Feb 21 14:21:40 php-fpm 350 /rc.start_packages: [squid] Stopping any running proxy monitors
Feb 21 14:21:41 xinetd 33691 Starting reconfiguration
Feb 21 14:21:41 xinetd 33691 Swapping defaults
Feb 21 14:21:41 xinetd 33691 readjusting service 6969-udp
Feb 21 14:21:41 xinetd 33691 Reconfigured: new=0 old=1 dropped=0 (services)
Feb 21 14:21:41 php-fpm 350 /rc.start_packages: [squid] Reloading for configuration sync...

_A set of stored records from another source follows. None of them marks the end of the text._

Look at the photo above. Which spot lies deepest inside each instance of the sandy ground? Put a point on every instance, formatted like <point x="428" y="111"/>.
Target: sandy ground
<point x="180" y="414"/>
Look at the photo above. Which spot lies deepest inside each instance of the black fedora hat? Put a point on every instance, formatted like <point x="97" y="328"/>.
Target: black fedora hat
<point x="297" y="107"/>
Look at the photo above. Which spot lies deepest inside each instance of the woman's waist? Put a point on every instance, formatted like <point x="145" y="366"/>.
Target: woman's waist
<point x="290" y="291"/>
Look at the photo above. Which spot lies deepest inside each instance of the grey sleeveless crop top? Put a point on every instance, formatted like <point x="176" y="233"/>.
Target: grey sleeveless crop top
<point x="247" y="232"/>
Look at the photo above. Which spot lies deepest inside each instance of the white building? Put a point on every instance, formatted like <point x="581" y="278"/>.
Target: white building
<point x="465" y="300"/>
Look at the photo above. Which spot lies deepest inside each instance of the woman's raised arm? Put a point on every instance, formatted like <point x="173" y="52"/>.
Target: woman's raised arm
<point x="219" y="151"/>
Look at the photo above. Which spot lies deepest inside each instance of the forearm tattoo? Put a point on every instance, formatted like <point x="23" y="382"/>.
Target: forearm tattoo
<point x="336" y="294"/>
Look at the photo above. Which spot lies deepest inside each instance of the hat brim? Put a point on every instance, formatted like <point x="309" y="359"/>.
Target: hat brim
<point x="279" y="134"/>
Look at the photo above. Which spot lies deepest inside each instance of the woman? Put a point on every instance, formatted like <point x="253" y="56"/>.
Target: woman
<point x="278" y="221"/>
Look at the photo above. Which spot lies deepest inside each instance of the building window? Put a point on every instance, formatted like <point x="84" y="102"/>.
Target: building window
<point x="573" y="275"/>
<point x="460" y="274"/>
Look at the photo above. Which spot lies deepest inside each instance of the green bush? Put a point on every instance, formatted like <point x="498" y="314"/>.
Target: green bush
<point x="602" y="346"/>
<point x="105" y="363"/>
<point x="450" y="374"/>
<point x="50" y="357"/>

Feb 21 14:21:42 php-fpm 350 /rc.start_packages: [squid] Starting a proxy monitor script
Feb 21 14:21:43 check_reload_status 396 Reloading filter
Feb 21 14:21:46 xinetd 33691 Starting reconfiguration
Feb 21 14:21:46 xinetd 33691 Swapping defaults
Feb 21 14:21:46 xinetd 33691 readjusting service 6969-udp
Feb 21 14:21:46 xinetd 33691 Reconfigured: new=0 old=1 dropped=0 (services)

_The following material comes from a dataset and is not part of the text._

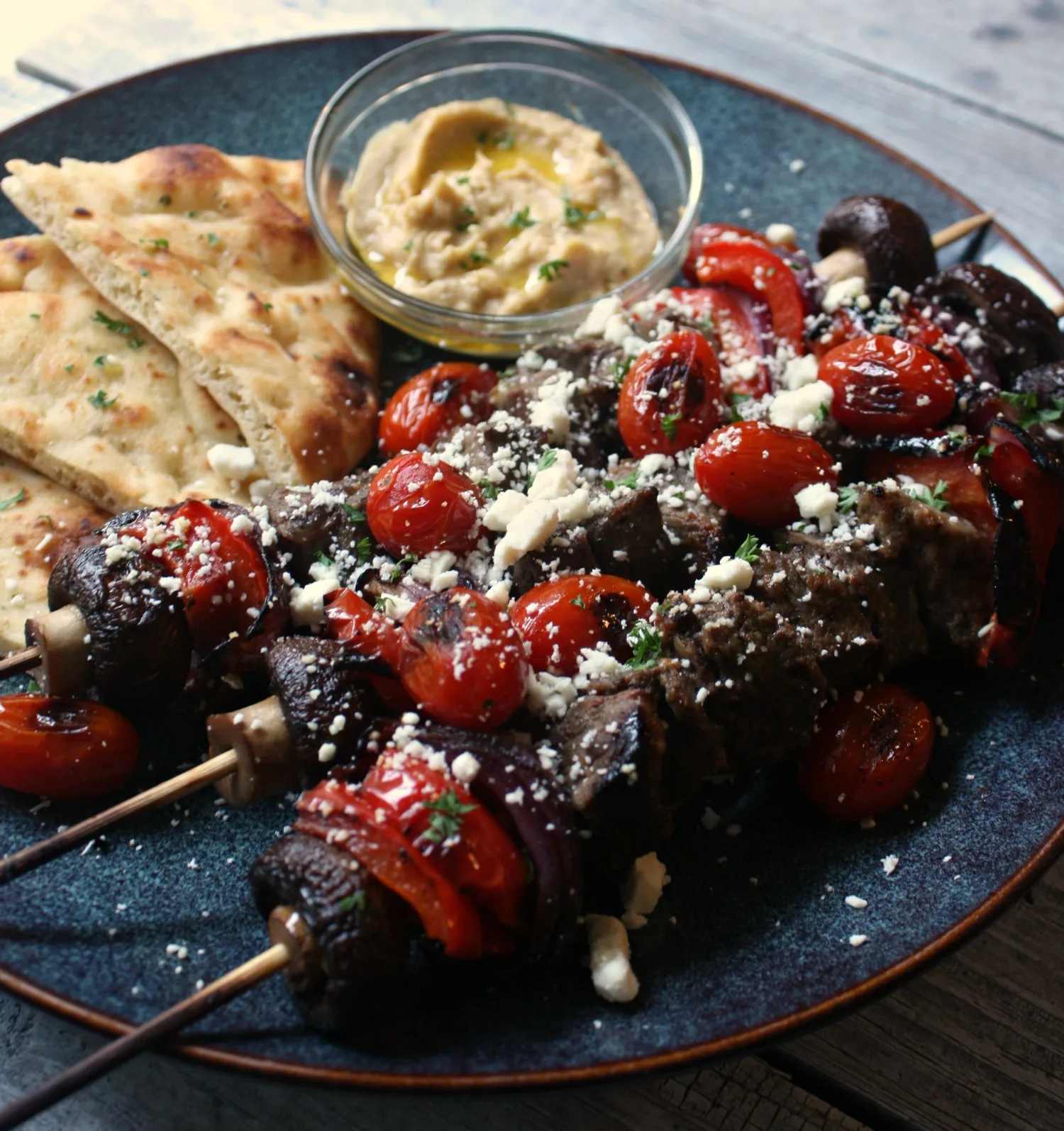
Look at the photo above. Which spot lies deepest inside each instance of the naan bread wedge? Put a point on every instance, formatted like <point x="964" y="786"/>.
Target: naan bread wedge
<point x="39" y="519"/>
<point x="232" y="282"/>
<point x="92" y="399"/>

Feb 21 14:21:49 reboot 80724 rebooted by root
Feb 21 14:21:50 syslogd exiting on signal 15
After digging into this a bit, I found a few references to the issue I was having.
- https://forum.netgate.com/topic/76075/syslogd-exiting-on-signal-15/3
- https://redmine.pfsense.org/issues/4393
The issue posted on Redmine is now 7 years old at the time of this writing, but still seems plausible. According to Jim Pingle from Netgate...

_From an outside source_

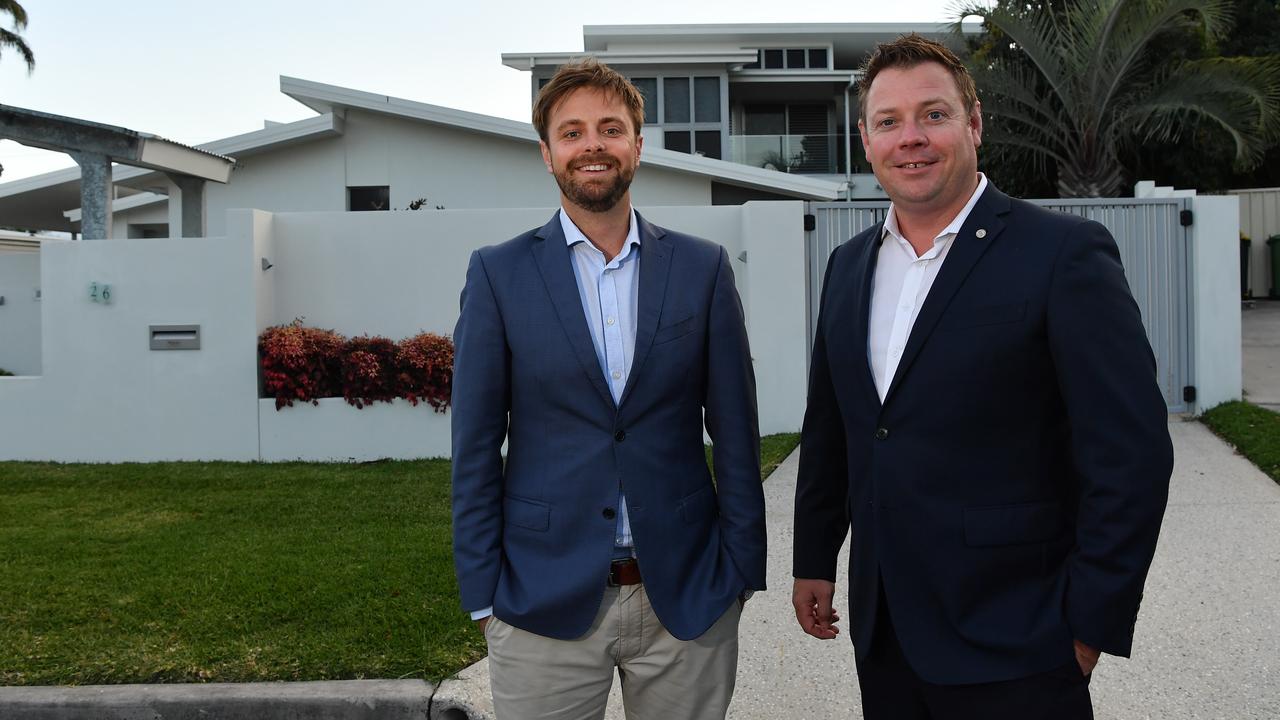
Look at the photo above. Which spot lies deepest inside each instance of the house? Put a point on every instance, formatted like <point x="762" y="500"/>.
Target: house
<point x="777" y="96"/>
<point x="368" y="151"/>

This typically happens when you have a corrupted log file. The first attempted write to said log file will crash syslogd. Reset the log files from Status > System Logs, Settings tab.
Unfortunately, I was unable to bring the system back up after a reboot so I couldn't do much about resetting the log file. I had to try a different route.
Steps Taken⚓
I had initially tried the following, all of which failed...
- Access the unit via the webGUI.
- Pinging the unit
- Connecting my laptop to it directly with a patch cable
- SSH access
Resolution⚓
At this point, I had only two other choices - connect to it directly with a serial cable or factory reset it should the serial cable not work.
Fortunately, I had a serial to USB cable handy so I connected it directly to my laptop and fired up a terminal. Since I have a Macbook Pro, I used screen to access the console, but first I had to determine what the device would show up as.
Netgate has a very comprehensive guide for working with the console that I was able to leverage. The device showed up as they had said on /dev/cu.SLAB_USBtoUART.
I used the following to access the console...
sudo screen /dev/cu.SLAB_USBtoUART 115200
Tip
Something to note is that after running this command, it may display a blank screen that looks like there's no output. This is likely not the case as there should at least be a flashing cursor. Hit the Enter key and the terminal window should display output.
Once I ran the command, I was prompted to setup the interfaces again. The setup is broken down as follows...
| Interfaces | VLAN Tag | Priority | Description |
|---|---|---|---|
| lagg0 | 4081 | WAN | |
| lagg0 | 4082 | LAN | |
| lagg0 | 2 | VLAN2 | |
| lagg0 | 10 | VLAN10 | |
| 20 | lagg0.20 | VLAN10 | |
| lagg0 | 20 | VLAN20 | |
| lagg0 | 30 | VLAN30 | |
| lagg0 | 40 | VLAN40 |
After I entered the interface names, the configuration was rewritten and everything came back up again.